The Solemnity of the Most Holy Body and Blood of Christ, popularly known by the Latin name Corpus Christi, celebrates this reality, the same reality that Fr Willie Doyle and the 46 soldiers celebrated in the trenches in Flanders, Belgium, on that cold Candlemas Day in 1917.

Pope Benedict XVI celebrating Benediction of the Blessed Sacrament

Tantum ergo, sung at Benediction, consists of the last two stanzas of Pange lingua, the Latin hymn written by St Thomas Aquinas for the feast of Corpus Christi and sung at Vespers (Evening Prayer) on the evening before the feast and on the feast itself.

Tantum ergo sacraméntum
Venerémur cérnui:
Et antíquum documéntum
Novo cedat rítui:
Præstet fides suppleméntum
Sénsuum deféctui.

Genitóri, Genitóque
Laus et jubilátio,
Salus, honor, virtus quoque
Sit et benedíctio:
Procedénti ab utróque
Compar sit laudátio.
Amen. Alleluia.

Down in adoration falling,
Lo, the sacred Host we hail,
Lo, o'er ancient forms departing
Newer rites of grace prevail:
Faith for all defects supplying,
When the feeble senses fail.

To the Everlasting Father
And the Son who comes on high
With the Holy Ghost proceeding
Forth from each eternally,
Be salvation, honor, blessing,
Might and endless majesty.
Amen. Alleluia.

Holy Communion at Wedding Mass

Traditional Latin Mass  

Thursday after Trinity Sunday, Feast of Corpus Christi

The Complete Mass in Latin and English is here. (Adjust the date at the top of that page to 06-02-2024 if necessary).

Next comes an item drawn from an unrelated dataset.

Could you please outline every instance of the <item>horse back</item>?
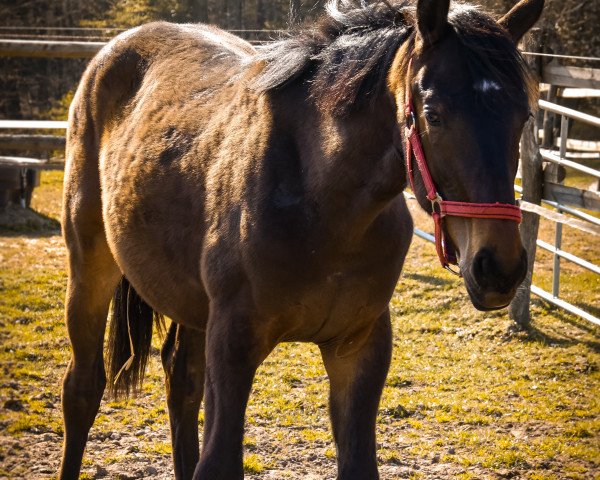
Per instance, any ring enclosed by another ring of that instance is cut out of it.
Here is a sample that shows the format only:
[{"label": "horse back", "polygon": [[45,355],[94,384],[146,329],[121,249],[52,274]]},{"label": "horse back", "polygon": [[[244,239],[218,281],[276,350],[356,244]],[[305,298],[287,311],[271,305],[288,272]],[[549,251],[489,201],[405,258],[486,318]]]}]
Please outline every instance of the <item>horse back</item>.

Epistle: 1 Corinthians 11:23-29.  Gospel: John 6:56-59.

Last Supper

He who eats my flesh and drinks my blood abides in me, and I in him (John 6:56; Gospel).

Second Sunday after Pentecost 

The Complete Mass in Latin and English is here. (Adjust the date at the top of that page to 05-30-2024 if necessary).

Epistle: 1 John 3:13-18.  Gospel: Luke 14:16-24.

St John the Evangelist
Bernardo Cavallino [Web Gallery of Art]

By this we know love, that he laid down his life for us; and we ought to lay down our lives for the brethren (1 John 3:16; Epistle).